The truck, from manufacturer Vantage Vehicles, uses no fuel. Its six 12-volt batteries can be recharged using any three-prong electrical outlet. A full charge takes four to six hours and is good for about 60 miles.
The truck is legal on any roadway with a posted speed of up to 35 mph.
Fisher estimates the vehicle will save the university about 400 gallons of fuel each year.
In addition, the pickup's direct-drive transmission system requires no engine tune-ups or oil changes and produces no emissions, though its batteries need to be replaced every few years.
Fisher said the engine is so quiet that he sometimes forgets it's on until he puts the truck in reverse and it beeps to alert other drivers and pedestrians.

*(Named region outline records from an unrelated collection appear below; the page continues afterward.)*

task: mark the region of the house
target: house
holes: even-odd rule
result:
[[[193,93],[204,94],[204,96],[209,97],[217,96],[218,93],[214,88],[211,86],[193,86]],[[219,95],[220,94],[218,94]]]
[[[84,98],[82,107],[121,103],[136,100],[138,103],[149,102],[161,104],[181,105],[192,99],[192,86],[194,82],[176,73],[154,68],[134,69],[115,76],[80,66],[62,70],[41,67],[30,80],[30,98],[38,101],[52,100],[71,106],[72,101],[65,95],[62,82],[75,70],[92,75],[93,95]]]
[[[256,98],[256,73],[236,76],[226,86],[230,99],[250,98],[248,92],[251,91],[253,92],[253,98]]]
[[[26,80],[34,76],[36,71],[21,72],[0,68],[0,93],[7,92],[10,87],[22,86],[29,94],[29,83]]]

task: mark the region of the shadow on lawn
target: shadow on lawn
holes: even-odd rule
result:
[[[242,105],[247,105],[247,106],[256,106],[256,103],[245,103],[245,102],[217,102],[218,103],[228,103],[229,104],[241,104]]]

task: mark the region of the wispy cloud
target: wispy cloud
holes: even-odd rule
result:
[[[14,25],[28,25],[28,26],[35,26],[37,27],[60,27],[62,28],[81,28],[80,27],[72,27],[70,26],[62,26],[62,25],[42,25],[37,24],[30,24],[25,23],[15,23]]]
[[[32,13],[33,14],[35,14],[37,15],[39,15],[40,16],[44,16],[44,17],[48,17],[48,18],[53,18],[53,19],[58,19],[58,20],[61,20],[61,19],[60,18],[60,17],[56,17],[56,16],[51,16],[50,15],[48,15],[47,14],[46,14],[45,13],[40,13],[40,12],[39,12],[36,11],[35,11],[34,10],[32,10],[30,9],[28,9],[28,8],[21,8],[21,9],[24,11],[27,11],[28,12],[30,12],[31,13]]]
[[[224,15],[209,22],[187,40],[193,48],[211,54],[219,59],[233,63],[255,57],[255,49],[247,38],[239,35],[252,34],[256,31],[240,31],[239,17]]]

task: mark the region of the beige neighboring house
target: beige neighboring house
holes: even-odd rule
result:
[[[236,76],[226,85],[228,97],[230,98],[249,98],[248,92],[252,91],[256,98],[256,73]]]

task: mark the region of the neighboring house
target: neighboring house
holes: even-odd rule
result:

Like its predecessor, the truck will be used mostly to haul equipment, Fisher said. Despite its diminutive size, it has a payload capacity of 1,500 pounds, and the extended cab allows for tool storage behind the seats.

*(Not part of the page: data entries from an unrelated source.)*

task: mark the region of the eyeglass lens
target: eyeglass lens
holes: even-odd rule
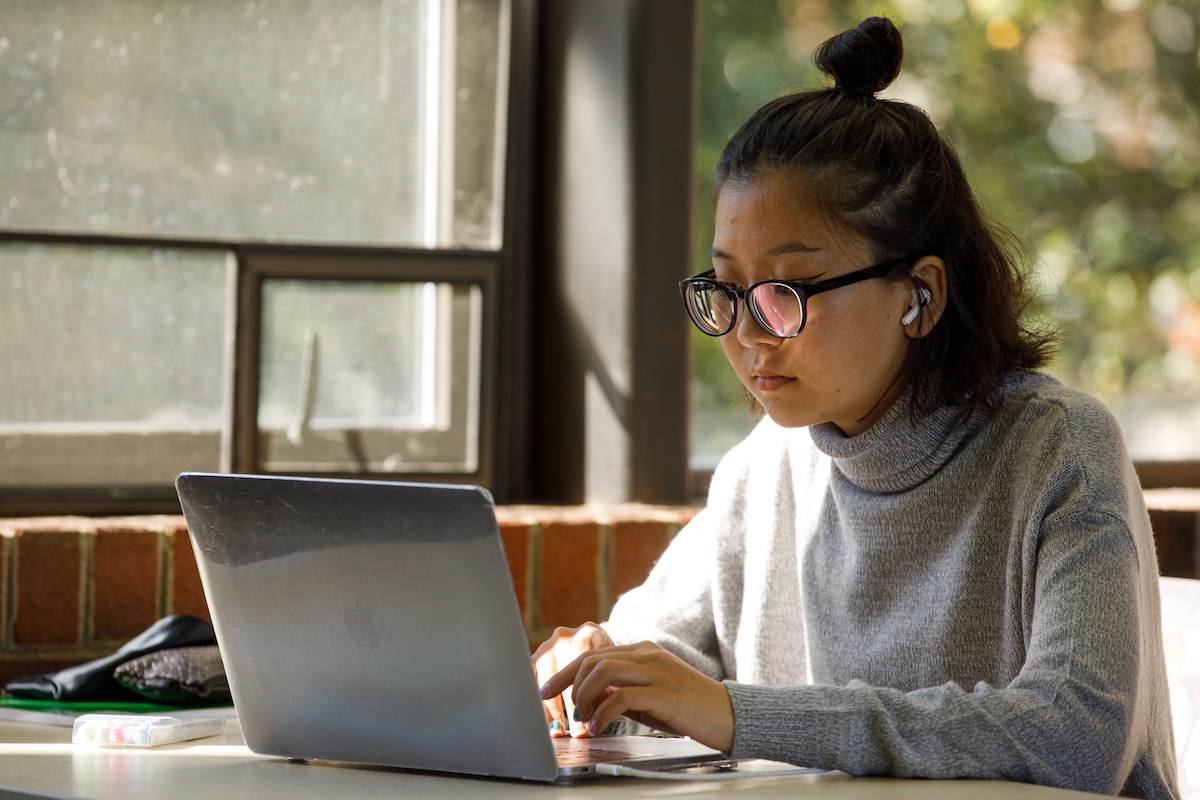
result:
[[[768,333],[787,337],[800,330],[804,312],[800,297],[785,283],[763,283],[750,293],[754,318]]]
[[[763,283],[746,297],[750,313],[768,333],[782,338],[794,336],[804,321],[804,306],[791,287]],[[692,321],[709,336],[726,333],[733,323],[734,295],[712,283],[688,287],[688,307]]]

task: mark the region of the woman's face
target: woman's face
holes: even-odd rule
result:
[[[716,201],[716,279],[745,289],[768,278],[824,281],[871,266],[862,240],[836,235],[816,207],[778,178],[726,185]],[[763,331],[739,301],[721,337],[742,383],[778,425],[833,422],[846,435],[874,425],[904,392],[908,348],[901,318],[907,282],[862,281],[814,295],[799,336]]]

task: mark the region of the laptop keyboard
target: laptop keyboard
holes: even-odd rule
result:
[[[554,739],[554,756],[559,766],[587,766],[635,758],[638,753],[616,750],[598,744],[595,739]]]

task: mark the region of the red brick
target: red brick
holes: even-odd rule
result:
[[[594,522],[552,523],[541,529],[541,625],[575,626],[600,621]]]
[[[174,536],[175,555],[172,569],[175,573],[175,583],[170,595],[172,613],[191,614],[211,620],[209,604],[204,600],[204,587],[200,585],[200,571],[196,569],[192,542],[187,537],[186,530],[176,530]]]
[[[158,535],[103,530],[92,554],[92,637],[132,639],[158,619]]]
[[[504,558],[509,560],[512,589],[517,593],[521,619],[526,619],[526,564],[528,564],[529,558],[529,525],[502,523],[500,539],[504,541]]]
[[[668,523],[617,522],[612,525],[612,596],[642,585],[671,542]]]
[[[17,534],[17,644],[79,640],[79,534]]]
[[[1150,527],[1154,531],[1158,573],[1195,578],[1196,512],[1152,509]]]

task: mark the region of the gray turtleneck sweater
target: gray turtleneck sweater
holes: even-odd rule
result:
[[[988,420],[764,420],[605,628],[724,680],[736,757],[1177,796],[1138,479],[1044,375]]]

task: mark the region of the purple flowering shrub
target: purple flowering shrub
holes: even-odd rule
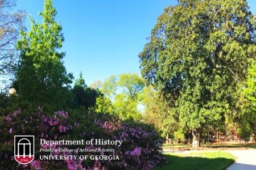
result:
[[[132,120],[121,121],[109,114],[82,113],[77,110],[70,114],[57,111],[52,115],[43,109],[19,109],[0,117],[0,166],[7,169],[152,169],[165,162],[162,154],[163,139],[154,128]],[[14,135],[34,135],[35,158],[26,165],[14,160]],[[40,146],[39,139],[46,140],[90,140],[104,139],[123,141],[121,146]],[[89,149],[112,149],[112,151],[72,153],[49,152],[51,155],[116,155],[119,160],[40,160],[39,149],[66,147]],[[42,153],[41,153],[42,154]],[[47,152],[43,152],[43,155]]]
[[[40,148],[38,144],[40,143],[40,138],[55,140],[67,131],[72,129],[72,126],[67,123],[67,118],[68,113],[64,111],[56,112],[51,116],[46,116],[40,107],[36,110],[29,111],[20,109],[1,117],[0,135],[3,138],[0,139],[0,167],[11,166],[11,168],[6,168],[20,169],[25,167],[28,169],[34,167],[36,169],[43,169],[44,167],[45,169],[49,167],[65,167],[65,164],[61,162],[41,162],[36,160],[28,165],[21,165],[14,160],[13,149],[14,135],[34,135],[36,143],[36,151]],[[36,168],[40,164],[40,168]]]
[[[111,138],[123,141],[115,151],[121,158],[115,164],[118,169],[152,169],[166,162],[161,147],[164,140],[152,126],[133,120],[96,122]]]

"I think it's gonna do exactly what we need it to do," he said.
Whether parked next to its older siblings or scurrying through campus, the truck has drawn a few curious stares during its first week.
Fisher said his department is working with university President Tracy Fitzsimmons' office and the Student Government Association to hold a contest to name the truck.

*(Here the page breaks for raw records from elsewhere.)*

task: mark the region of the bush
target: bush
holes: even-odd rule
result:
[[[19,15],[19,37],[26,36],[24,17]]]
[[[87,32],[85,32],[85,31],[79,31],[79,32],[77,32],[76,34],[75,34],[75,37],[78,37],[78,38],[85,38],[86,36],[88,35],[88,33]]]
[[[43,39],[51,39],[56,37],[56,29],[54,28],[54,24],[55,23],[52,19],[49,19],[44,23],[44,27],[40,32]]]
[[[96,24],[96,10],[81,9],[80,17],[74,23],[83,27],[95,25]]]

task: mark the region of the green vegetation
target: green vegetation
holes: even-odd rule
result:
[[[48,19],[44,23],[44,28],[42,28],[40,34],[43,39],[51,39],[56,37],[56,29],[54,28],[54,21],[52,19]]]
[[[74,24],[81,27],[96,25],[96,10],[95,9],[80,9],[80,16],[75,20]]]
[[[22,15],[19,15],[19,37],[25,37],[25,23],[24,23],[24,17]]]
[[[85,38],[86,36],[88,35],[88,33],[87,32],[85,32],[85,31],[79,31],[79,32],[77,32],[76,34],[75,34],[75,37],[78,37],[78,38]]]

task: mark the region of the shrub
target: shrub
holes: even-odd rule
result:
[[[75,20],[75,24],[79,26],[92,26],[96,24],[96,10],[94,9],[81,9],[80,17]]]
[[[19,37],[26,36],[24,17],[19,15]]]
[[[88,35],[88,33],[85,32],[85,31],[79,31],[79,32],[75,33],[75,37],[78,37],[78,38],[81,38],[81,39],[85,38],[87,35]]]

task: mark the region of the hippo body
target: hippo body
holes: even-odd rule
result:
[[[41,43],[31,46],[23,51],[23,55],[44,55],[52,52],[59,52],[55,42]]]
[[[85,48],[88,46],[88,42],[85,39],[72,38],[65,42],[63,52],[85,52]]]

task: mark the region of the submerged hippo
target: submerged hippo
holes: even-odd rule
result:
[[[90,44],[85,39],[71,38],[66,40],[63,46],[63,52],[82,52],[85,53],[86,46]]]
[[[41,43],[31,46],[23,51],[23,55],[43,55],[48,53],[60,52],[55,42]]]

"We want as much student involvement as possible."
As part of its commitment to campus sustainability, the physical plant department also has two electric-powered golf-carts and an ambulance for athletic events, and it recently traded in two of its V-8 trucks for four-cylinder pickups. The department needs to keep some V-8s for snow plowing and removal, Fisher said.
The department is also renovating the area around the Armstrong and Gregory buildings and Abrams Creek to create more green space and improve stormwater management.